Ainsi, les deux partis arrivés en tête, le PCF et le RPF, n'obtiennent qu'un tiers des députés alors qu'ils ont presque la moitié des voix. Le RPF devient cependant le premier parti de l'Assemblée, avec 121 députés, et 21,7 % des voix alors qu'il était absent du scrutin précédent, en novembre 1946. Le PCF arrive en tête, avec 26 % des suffrages (soit deux points de moins qu’aux législatives de ) et 103 sièges (soit une baisse de 79 sièges).

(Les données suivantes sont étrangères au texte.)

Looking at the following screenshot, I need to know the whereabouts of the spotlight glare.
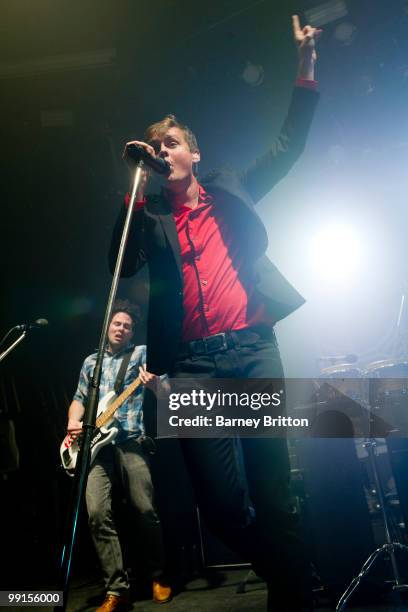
[310,224,361,284]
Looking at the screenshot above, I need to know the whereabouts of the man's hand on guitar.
[67,419,82,439]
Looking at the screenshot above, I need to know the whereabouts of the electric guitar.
[60,377,141,476]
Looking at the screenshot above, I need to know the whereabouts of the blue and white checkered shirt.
[74,344,146,444]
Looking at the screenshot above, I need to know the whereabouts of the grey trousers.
[86,439,164,595]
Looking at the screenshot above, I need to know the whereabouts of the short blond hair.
[144,115,198,152]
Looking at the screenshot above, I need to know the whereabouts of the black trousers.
[170,330,308,599]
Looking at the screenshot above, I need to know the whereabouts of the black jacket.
[110,87,318,374]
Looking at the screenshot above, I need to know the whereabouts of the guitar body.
[60,391,118,476]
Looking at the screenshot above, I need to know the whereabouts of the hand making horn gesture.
[292,15,322,62]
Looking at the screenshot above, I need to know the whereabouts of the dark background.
[0,0,408,588]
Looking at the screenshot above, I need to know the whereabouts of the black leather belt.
[177,326,273,359]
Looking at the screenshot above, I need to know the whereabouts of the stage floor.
[62,569,408,612]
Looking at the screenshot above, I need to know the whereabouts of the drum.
[365,359,408,436]
[320,363,365,403]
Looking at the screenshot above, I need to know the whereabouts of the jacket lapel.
[151,196,183,283]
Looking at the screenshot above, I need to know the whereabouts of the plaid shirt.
[74,344,146,444]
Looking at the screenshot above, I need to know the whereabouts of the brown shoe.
[153,580,172,603]
[96,593,129,612]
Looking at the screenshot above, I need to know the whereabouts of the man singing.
[110,15,320,612]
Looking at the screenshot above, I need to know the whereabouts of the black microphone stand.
[0,328,28,361]
[58,159,144,610]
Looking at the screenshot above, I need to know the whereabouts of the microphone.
[126,145,171,176]
[14,319,48,331]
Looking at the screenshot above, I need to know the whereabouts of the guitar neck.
[96,377,140,427]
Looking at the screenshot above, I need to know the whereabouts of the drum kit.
[320,356,408,612]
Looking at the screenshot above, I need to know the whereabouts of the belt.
[177,326,273,359]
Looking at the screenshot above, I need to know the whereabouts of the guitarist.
[67,300,171,612]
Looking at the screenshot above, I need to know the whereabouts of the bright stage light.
[310,223,362,284]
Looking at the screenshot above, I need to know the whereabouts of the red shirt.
[126,79,317,342]
[173,186,267,341]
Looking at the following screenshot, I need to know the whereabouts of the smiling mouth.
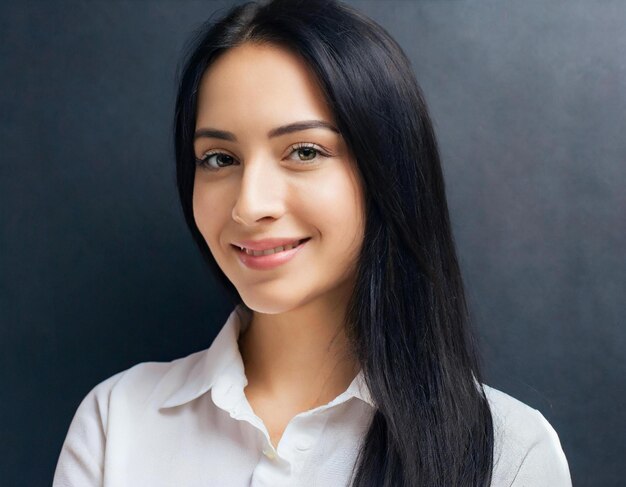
[234,237,311,257]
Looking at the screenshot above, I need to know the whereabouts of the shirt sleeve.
[52,372,122,487]
[511,410,572,487]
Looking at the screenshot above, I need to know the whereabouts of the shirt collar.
[160,305,376,408]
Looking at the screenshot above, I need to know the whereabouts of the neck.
[239,294,359,411]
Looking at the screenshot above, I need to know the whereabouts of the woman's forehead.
[197,43,334,129]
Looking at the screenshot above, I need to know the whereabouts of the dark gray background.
[0,0,626,487]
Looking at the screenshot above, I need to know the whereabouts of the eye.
[289,143,329,163]
[196,152,236,171]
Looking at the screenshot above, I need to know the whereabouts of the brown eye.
[196,152,235,171]
[298,147,317,161]
[290,144,328,163]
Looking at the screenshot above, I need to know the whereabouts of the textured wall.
[0,0,626,487]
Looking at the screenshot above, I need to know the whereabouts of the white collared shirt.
[53,308,571,487]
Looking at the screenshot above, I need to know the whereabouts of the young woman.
[54,0,571,487]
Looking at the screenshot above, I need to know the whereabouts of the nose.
[232,160,285,226]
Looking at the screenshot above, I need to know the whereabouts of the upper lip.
[231,237,308,250]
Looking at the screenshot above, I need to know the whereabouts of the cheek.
[192,177,229,252]
[300,163,364,254]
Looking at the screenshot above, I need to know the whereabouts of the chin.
[238,290,304,315]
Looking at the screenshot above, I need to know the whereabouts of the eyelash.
[196,142,330,171]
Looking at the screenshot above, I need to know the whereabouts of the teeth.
[242,242,300,256]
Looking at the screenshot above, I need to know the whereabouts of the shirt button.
[296,437,311,451]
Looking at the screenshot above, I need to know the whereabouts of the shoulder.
[483,385,572,487]
[76,350,207,420]
[53,350,206,487]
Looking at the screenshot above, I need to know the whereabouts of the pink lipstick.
[232,237,310,270]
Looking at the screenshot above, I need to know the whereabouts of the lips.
[232,237,310,270]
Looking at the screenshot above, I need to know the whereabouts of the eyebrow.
[193,120,339,142]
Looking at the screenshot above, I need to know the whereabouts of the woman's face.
[193,44,364,313]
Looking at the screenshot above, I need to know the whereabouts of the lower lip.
[235,240,308,270]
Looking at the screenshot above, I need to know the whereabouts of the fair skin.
[193,43,364,446]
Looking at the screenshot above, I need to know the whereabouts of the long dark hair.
[175,0,494,487]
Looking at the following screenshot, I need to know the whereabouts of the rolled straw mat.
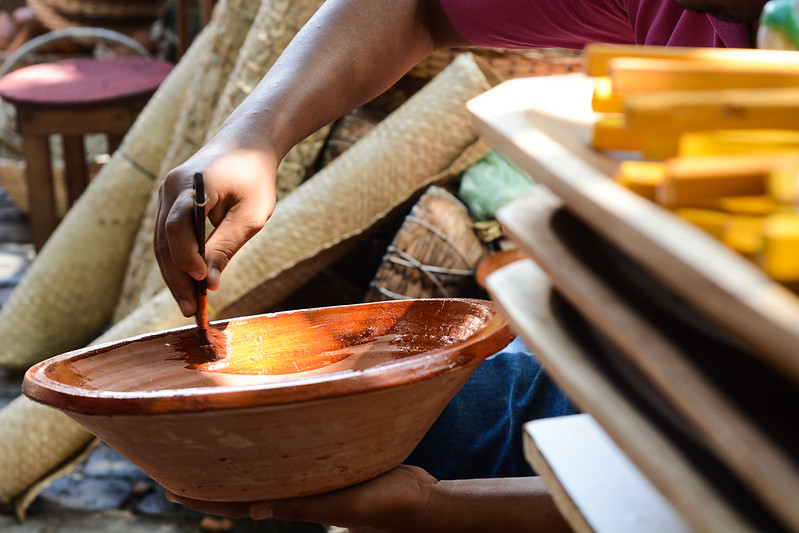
[0,51,490,512]
[113,0,329,323]
[0,28,212,369]
[0,396,94,514]
[104,54,490,340]
[0,290,192,517]
[111,0,261,323]
[208,54,490,316]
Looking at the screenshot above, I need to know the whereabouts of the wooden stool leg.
[105,133,125,155]
[22,135,58,251]
[62,135,89,209]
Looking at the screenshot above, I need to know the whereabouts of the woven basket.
[0,26,212,369]
[409,47,583,79]
[365,187,489,302]
[28,0,167,33]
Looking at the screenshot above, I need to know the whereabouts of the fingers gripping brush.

La Troisième force ne remporte les élections que d'extrême justesse, subissant le double effondrement du MRP, qui perd plus de la moitié de son électorat, et 78 sièges, un déclin qui se poursuit par la suite.
L'autre pilier de la majorité, la SFIO, perd 3,5 points par rapport au précédent scrutin législative et tombe à 14 %, à peine plus que la moitié du score de l'autre principale formation de gauche, le PCF. La SFIO obtient cependant plus de sièges que le PCF grâce à la nouvelle loi des apparentements.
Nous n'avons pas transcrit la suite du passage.